Katie Holmes, Kal Penn Help Decide Winner of $1 Million Filmmaker Grant

By Elizabeth Taylor

LOS ANGELES (Variety.com) – Tribeca Film Festival and AT&T gave one young filmmaker a million and one reasons to rejoice at the “Untold Stories” third annual competition.

After a nerve-wracking 10-minute long pitch in front of over 850,000 live stream audience members and a panel consisting of celebrities and industry leaders, filmmaker Kate Tsang was awarded $1 million Monday to bring her script to life on the big screen. But, the awarded budget was not the only thing that was magical for the “Marvelous and the Black Hole” creator.

Reflecting on her winning project that she describes as being “for Asians, women and for anyone who has ever felt invisible” she told Variety, “It’s indescribable. I have had this dream for so long and to be able to actually do it is unfathomable. I am so excited to make this film. With Tribeca giving me this chance, I feel like I am going to be able to make stories about other people like me.”

Tsang was among four other nominees who broke history in being one of the all-female writer-director finalist list. Pitching took place at the film festival headquarters in front of Green Light Committee members including Katie Holmes, BAFTA-nominated director Mira Nair, Kal Penn, Lisa Gay Hamilton, and Haifaa Al Mansour. Also on the pitch panel was President of HBO Films Len Amato and AT&T communications chief brand officer Fiona Carter.

“I was really honored. I love the …just to be a part of the process and to see this talent and these stories and these ideas and be a part of helping to decide…just being a part of seeing the next generation and this creativity and the diversity and that so many untold stories are going to be told,” Holmes said.

Tsang’s film will premiere at the 2020 Tribeca Film Festival.
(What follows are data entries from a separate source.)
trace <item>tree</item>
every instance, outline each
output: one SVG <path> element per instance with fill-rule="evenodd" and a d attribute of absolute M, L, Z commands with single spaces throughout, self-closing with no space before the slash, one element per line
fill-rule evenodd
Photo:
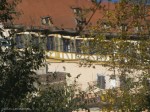
<path fill-rule="evenodd" d="M 0 1 L 0 22 L 13 19 L 16 5 L 20 0 Z M 20 42 L 23 49 L 17 47 L 15 41 L 17 31 L 11 31 L 10 37 L 5 38 L 6 45 L 0 46 L 0 108 L 17 108 L 29 93 L 36 90 L 35 70 L 44 62 L 44 49 L 40 42 L 33 44 L 31 37 Z"/>
<path fill-rule="evenodd" d="M 0 0 L 0 22 L 11 21 L 20 14 L 15 9 L 20 2 L 21 0 Z"/>
<path fill-rule="evenodd" d="M 90 29 L 94 37 L 91 51 L 110 58 L 105 66 L 110 67 L 113 77 L 120 77 L 121 83 L 120 88 L 101 94 L 107 105 L 102 108 L 132 112 L 150 109 L 149 7 L 142 0 L 121 0 L 114 6 L 101 7 L 104 16 Z"/>

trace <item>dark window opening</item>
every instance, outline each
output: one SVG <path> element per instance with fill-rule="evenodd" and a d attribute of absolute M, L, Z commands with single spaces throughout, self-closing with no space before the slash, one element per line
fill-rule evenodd
<path fill-rule="evenodd" d="M 81 40 L 76 40 L 76 52 L 81 53 Z"/>
<path fill-rule="evenodd" d="M 70 40 L 63 38 L 63 51 L 70 52 Z"/>
<path fill-rule="evenodd" d="M 100 88 L 100 89 L 105 89 L 105 76 L 101 76 L 101 75 L 98 75 L 97 76 L 97 86 Z"/>
<path fill-rule="evenodd" d="M 47 50 L 54 50 L 54 37 L 47 37 Z"/>
<path fill-rule="evenodd" d="M 53 22 L 52 22 L 52 18 L 47 16 L 47 17 L 42 17 L 41 18 L 41 21 L 42 21 L 42 25 L 52 25 Z"/>
<path fill-rule="evenodd" d="M 22 39 L 21 35 L 17 35 L 16 36 L 15 42 L 16 42 L 16 47 L 18 49 L 24 48 L 24 42 L 23 42 L 23 39 Z"/>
AT&T also gave the other four participating filmmakers $10,000 each.

In addition, finalist Kaliya Warren, writer and director of “Expatriates,” received the most votes on Twitter during the live stream and won the $40,000 Film Fan Favorite prize.

The grant is awarded in hopes that the money will change these artist’s lives for a long time to come.

“I remember in college I got a couple of scholarships for $500 bucks each and that was huge,” Penn said. “It’s first the money that allows you to jump-start whatever project you are working on, but it is also the idea that someone believes in you that is really empowering.”